Marathon Digital Holdings Inc., on Thursday, revealed that it has over $80 million of exposure to crypto mining data centre firm Compute North Holdings Inc, which filed for bankruptcy protection in the U.S. Bankruptcy Court for the Southern last month District of Texas.
According to an official statement, Marathon has about $10 million invested in the convertible preferred stock of Compute North and $21.3 million related to an unsecured senior promissory note with the company.
Marathon, which had entered into an agreement to use Compute North’s data centres to park its computers for mining purposes, said it also paid the company about $50 million in operating deposits. Such deposits were mainly related to security deposits and prepayments associated with the operation of Compute North’s King Mountain and Wolf Hollow mining facilities in Texas, Marathon stated.

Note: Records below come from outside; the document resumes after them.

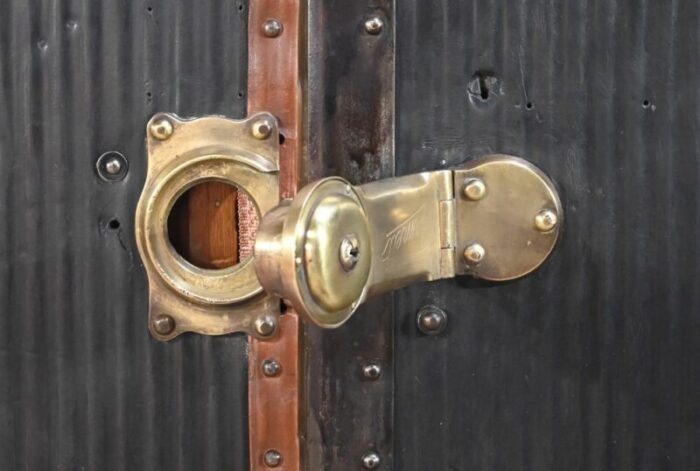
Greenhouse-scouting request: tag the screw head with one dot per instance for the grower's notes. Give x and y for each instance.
(546, 220)
(262, 128)
(349, 252)
(474, 253)
(474, 189)
(372, 371)
(374, 25)
(272, 28)
(112, 166)
(265, 325)
(272, 458)
(271, 368)
(371, 460)
(161, 129)
(163, 324)
(431, 320)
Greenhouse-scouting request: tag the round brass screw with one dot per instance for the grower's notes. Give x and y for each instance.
(163, 324)
(161, 129)
(271, 368)
(372, 371)
(374, 25)
(370, 460)
(349, 252)
(272, 458)
(546, 220)
(474, 253)
(272, 28)
(474, 189)
(113, 166)
(265, 325)
(262, 128)
(431, 320)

Marathon also installed 40,000 mining rigs in Compute North’s wind-powered McCamey, Texas, according to the company’s second-quarter earnings. Marathon said it started expanding its hosting arrangements with Compute North during the second quarter of this year.
Last month, Compute North became the latest casualty of the bear market when it filed for Chapter 11 bankruptcy in the U.S court. In its bankruptcy filing, the miner blamed its woes on supply issues, troubles with its largest lender, this year’s bear market, the rising cost of electricity in the U.S., and the amount of time it takes between the construction of its new data centre, and it’s becoming profitable.
Marathon is one of Compute North’s largest clients, placing its heavy-duty computers, known as miners, in Compute North’s data centres for a fee to do Bitcoin mining.
The biggest blow hitting Compute North came from a loan that the firm secured from Generate Lending LLC, a California-based speciality finance company.
In February 2022, Generate offered a loan worth $300 million to Compute North to finance upcoming projects in Texas and Nebraska. While the miner was able to repay some of the funds, about a third of it is still outstanding.
As part of efforts to recover its money, Generate took over some of Compute North’s assets, including two of the sites where its capital was channelled to do construction. Generate also ceased funding the other sites that Compute North was constructing, which the miner hoped would generate sufficient profits to repay the lender’s loan.
Compute North currently owes about $500 million to Generate Lending LLC. and 200 other creditors. The company’s bankruptcy filing is the latest indication of difficulties facing Bitcoin miners, triggered by the ongoing bear market.